Nevertheless, the potential applicability of career offender status to a defendant does not necessarily foreclose the defendant's eligibility for a § 3582(c)(2) reduction under Amendment 706 because such a defendant may actually have been sentenced, in whole or in part, based on the crack guidelines. In United States v. Poindexter, for example, the original sentencing judge concluded that the guideline range applicable to a career offender overrepresented the seriousness of the defendant's criminal history. The judge therefore looked to U.S.S.G. § 2D1.1 for guidance as to the appropriate sentence. 550 F. Supp. 2d 578, 580-81 (E.D. Pa. 2008). At the Poindexter defendant's original sentencing, the sentencing judge therefore "reduced [the defendant's] offense level to that which he would have faced absent the career offender designation." Id. at 581. The Poindexter court held that the defendant's sentence was, therefore, "based on" § 2D1.1 and so could be reduced pursuant to § 3582(c)(2). Id. at 582; see also United States v. Nigatu, No. 00-18, 2008 WL 926561 (D. Minn. April 07, 2008) (granting § 3582(c)(2) motion for defendant where, at original sentencing, the court found that the career offender guideline overstated defendant's criminal history and instead sentenced defendant under the crack guidelines).

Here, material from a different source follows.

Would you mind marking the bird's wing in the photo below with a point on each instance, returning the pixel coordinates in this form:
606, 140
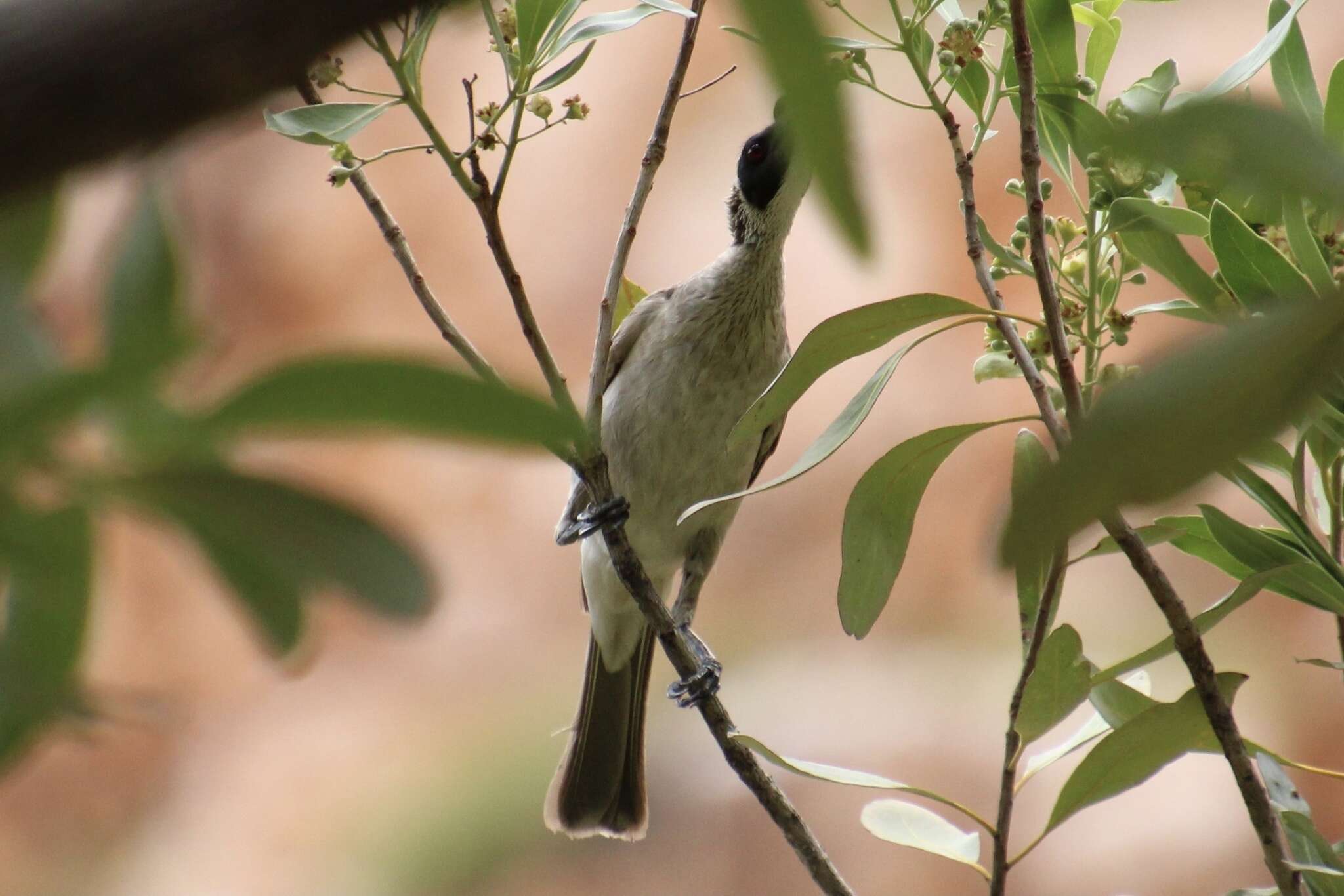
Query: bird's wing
769, 442
628, 333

The Poindexter court confirmed that a sentence is not "based on" U.S.S.G. § 2D1.1 if that guideline range did not "play a role in [the judge's] guideline calculation," Poindexter, 550 F. Supp. 2d at 581 (quoting United States v. Gutierrez, No. 02-27, 2008 WL 927564, at *2 (D. Conn. April 4, 2008)). Conversely, if § 2D1.1 did play a role in sentencing, a sentence would be "based on" § 2D1.1. See id. at 580-82. The court must, therefore, determine whether Stratton's sentence was "based on" § 2D1.1, given the court's consideration of § 2D1.1 at sentencing. For reasons discussed below, the court concludes that Stratton's sentence was "based on" § 2D1.1 within the meaning of § 3582(c)(2), despite his eligibility for career offender status. Thus, Stratton is eligible for a sentence reduction pursuant to § 3582(c)(2) and Amendment 706.

C. Application of § 3582(c)(2) to the Instant Case

Pursuant to Shoupe, at Stratton's original sentencing the court departed from the career offender guideline both as to offense level and criminal history category.*fn8 (Sentencing Tr. 79:12-20; Oral Argument Tr. 9:15-10:15.) As explained above, in determining how extensive a departure to grant under Shoupe, the court looked to what Stratton's sentence would have been, absent the career offender guideline. Given the court's reliance on the non-career offender guideline, the court concludes that Stratton's sentence was obviously and without doubt based, in part, on § 2D1.1.*fn9 Indeed, at the original sentencing I specifically expressed that I was basing the defendant's sentence in part on his § 2D1.1 calculation. (Sentencing Tr. 79:21-80:3, 80:14-19.)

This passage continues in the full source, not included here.